Multidisciplinary approach on ancient ports studies

I’am Nicolas Carayon, I’am French and I’ve just integrated the team of the Portus Limen Project as research fellow.

Since my Masters degree at the University of Strasbourg (France), my research looks at the study of ancient Mediterranean harbours, with particular reference to the Phoenician and the Punic periods. I successfully defended a PhD entitled “Phoenicians and Punics ports. Geomorphology and Infrastructures” in 2008. One characteristic of my work is the multidisciplinary approach. I use ancient textual sources, archaeological data and geomorphology. My results obtained during and since my PhD are all based on this fundamentally multidisciplinary research and they have shed new light on the organization and the evolution of the ancient harbour systems and human-environment interactions in coastal areas.

Since 2010, I have applied this method to Roman ports with a research project looking at the ancient ports of Narbonne in which I manage the field operations at two sites: the Lac de Capelles (fig. 1 and 2) and the Sainte-Lucie Island.

View of the summer triclinium found in Lac de Capelles, Narbonne, France (N. Carayon, University of Southampton, CNRS UMR 5140 Lattes – Montpellier)
View of the summer triclinium found in Lac de Capelles, Narbonne, France (N. Carayon, University of Southampton, CNRS UMR 5140 Lattes – Montpellier)

 

Reconstruction of the palaeoenvironment of the piscina and its summer triclinium found in Lac de Capelles, Narbonne, France (P. Cervellin, Région Languedoc-Roussillon – CNRS UMR 5140 Lattes – Montpellier, GRAL)
Reconstruction of the palaeoenvironment of the piscina and its summer triclinium found in Lac de Capelles, Narbonne, France (P. Cervellin, Région Languedoc-Roussillon – CNRS UMR 5140 Lattes – Montpellier, GRAAL)

 

I am also involved in a number of harbour projects in Lebanon, Cyprus, France and Greece.
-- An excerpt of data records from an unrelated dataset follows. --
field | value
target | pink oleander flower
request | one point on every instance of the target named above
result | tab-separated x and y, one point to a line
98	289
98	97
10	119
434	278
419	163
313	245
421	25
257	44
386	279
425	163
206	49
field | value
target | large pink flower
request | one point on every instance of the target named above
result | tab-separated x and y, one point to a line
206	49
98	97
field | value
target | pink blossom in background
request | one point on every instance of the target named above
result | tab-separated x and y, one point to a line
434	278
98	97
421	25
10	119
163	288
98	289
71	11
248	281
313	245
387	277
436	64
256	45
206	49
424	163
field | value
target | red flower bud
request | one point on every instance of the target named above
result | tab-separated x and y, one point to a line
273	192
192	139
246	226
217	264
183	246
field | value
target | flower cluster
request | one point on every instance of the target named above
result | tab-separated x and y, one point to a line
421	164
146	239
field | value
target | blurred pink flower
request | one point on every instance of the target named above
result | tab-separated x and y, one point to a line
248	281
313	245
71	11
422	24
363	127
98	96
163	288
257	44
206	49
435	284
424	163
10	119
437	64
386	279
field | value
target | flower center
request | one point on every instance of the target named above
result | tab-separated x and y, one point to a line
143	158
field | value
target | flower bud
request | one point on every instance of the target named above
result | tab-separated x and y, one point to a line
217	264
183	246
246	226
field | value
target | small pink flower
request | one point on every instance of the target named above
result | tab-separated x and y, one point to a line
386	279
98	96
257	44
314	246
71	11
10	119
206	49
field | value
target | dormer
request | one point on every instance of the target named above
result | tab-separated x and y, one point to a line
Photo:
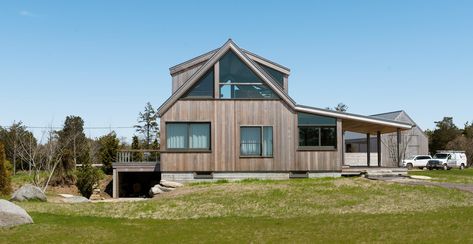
184	71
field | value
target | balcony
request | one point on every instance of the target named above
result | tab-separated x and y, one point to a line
138	156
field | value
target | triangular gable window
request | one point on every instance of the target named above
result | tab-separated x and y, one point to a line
238	81
276	75
204	88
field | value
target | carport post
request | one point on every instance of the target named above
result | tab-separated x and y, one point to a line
368	149
115	183
398	147
378	143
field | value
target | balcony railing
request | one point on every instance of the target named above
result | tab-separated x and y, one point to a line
138	156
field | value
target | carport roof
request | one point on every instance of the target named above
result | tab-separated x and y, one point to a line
359	123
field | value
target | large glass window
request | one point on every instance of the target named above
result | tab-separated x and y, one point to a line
238	81
277	76
256	141
204	87
194	136
317	132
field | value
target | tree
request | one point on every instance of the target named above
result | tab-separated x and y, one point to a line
444	132
135	145
42	157
11	137
108	148
76	150
5	177
147	124
87	178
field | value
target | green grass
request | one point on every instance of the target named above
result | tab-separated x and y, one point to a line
306	210
429	227
452	176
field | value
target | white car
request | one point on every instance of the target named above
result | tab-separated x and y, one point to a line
417	161
448	160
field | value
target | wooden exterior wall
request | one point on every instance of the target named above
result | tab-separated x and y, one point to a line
226	117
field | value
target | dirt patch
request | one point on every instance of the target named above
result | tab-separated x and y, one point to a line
416	182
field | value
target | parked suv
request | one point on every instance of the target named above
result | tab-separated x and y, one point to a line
417	161
447	160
I therefore have international experience in geomorphological and archaeological fieldwork. I have vast experience in taking and studying sedimentary cores (fig. 3) to reconstruct the harbour palaeoenvironements or to excavate and to interpret the excavations results of maritime structures such as harbour facilities or fishponds. I have also acquired good skills with different computing tools like GIS, numerical databases or conception, and web site software. This was my job purpose within the DIKIDA project (2010-2014). I integrated a great quantity of ancient and new maps (topographic, geologic), satellite images, and the records of archaeological, geomorphological and geophysical work in a GIS which is partially visible on the website of the project.

Geoarchaeological coring in Byblos, Lebanon. January 2014 (N. Carayon, University of Southampton, Project Byblos and the Sea)
Geoarchaeological coring in Byblos, Lebanon. January 2014 (N. Carayon, University of Southampton, Project Byblos and the Sea)

 

I have also a great deal of scientific interest in the Italian dug harbours of Centumcellae and Portus, which are of the same nature as the Punic “Cothon” of Carthage.
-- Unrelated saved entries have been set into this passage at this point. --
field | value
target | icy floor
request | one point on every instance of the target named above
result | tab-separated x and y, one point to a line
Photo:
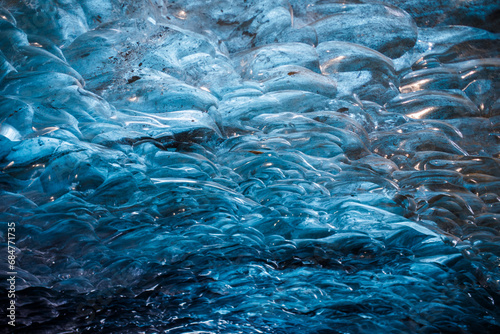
253	166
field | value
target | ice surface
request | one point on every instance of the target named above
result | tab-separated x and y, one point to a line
251	166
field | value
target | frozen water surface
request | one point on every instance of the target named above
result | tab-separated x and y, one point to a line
251	166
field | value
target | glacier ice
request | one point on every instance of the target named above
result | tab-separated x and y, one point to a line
255	166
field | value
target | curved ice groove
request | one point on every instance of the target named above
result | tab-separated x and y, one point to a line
301	166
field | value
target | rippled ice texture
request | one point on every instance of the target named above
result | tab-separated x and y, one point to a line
255	166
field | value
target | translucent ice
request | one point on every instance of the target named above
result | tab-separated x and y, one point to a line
257	166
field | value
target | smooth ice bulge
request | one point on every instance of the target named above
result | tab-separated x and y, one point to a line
251	167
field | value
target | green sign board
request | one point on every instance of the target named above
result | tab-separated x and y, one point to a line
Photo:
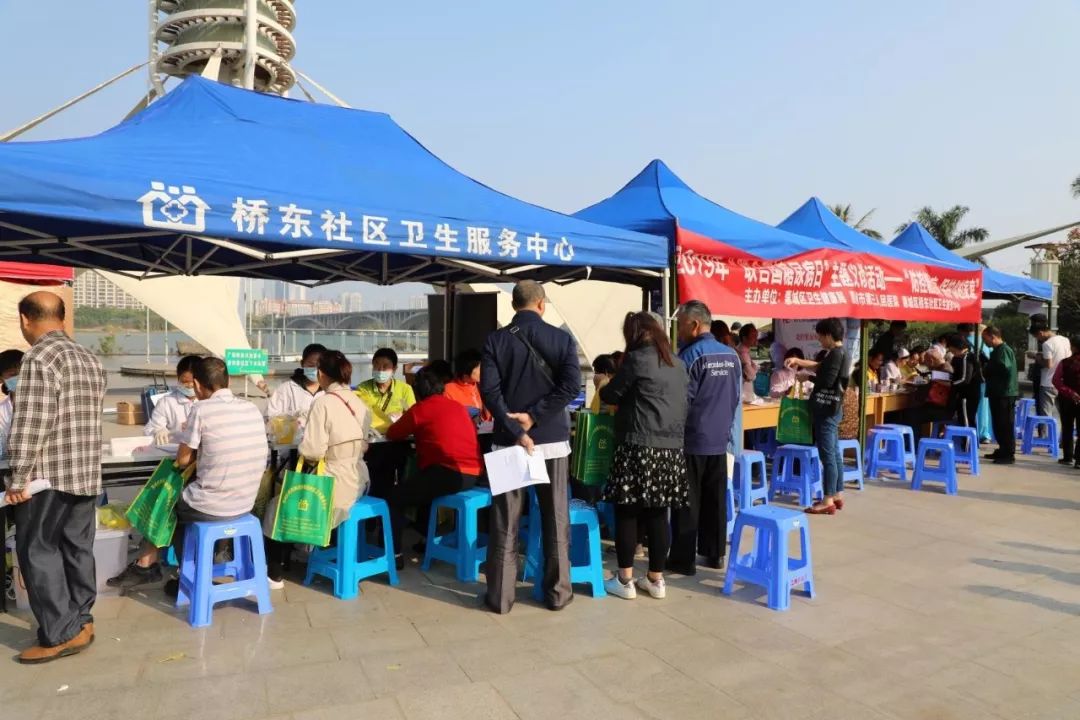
246	362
By integrating the team, I will continue to apply my multidisciplinary skills to the Roman world and to place my previous scientific results from Narbonne in a wider context. I’am also very interested to develop a systematic and multidisciplinary approach to studying ancient ports in the Mediterranean Sea.

My primary task within the project will be to research, recover and integrate a range of published and unpublished data, to compile a web-based port resource relating to the thirty Mediterranean Roman ports that are the focus of the project. I will study the layouts of Roman ports, and their efficacy, the organization of commercial activity at Roman ports, and the evidence for hierarchies within the various Mediterranean port systems.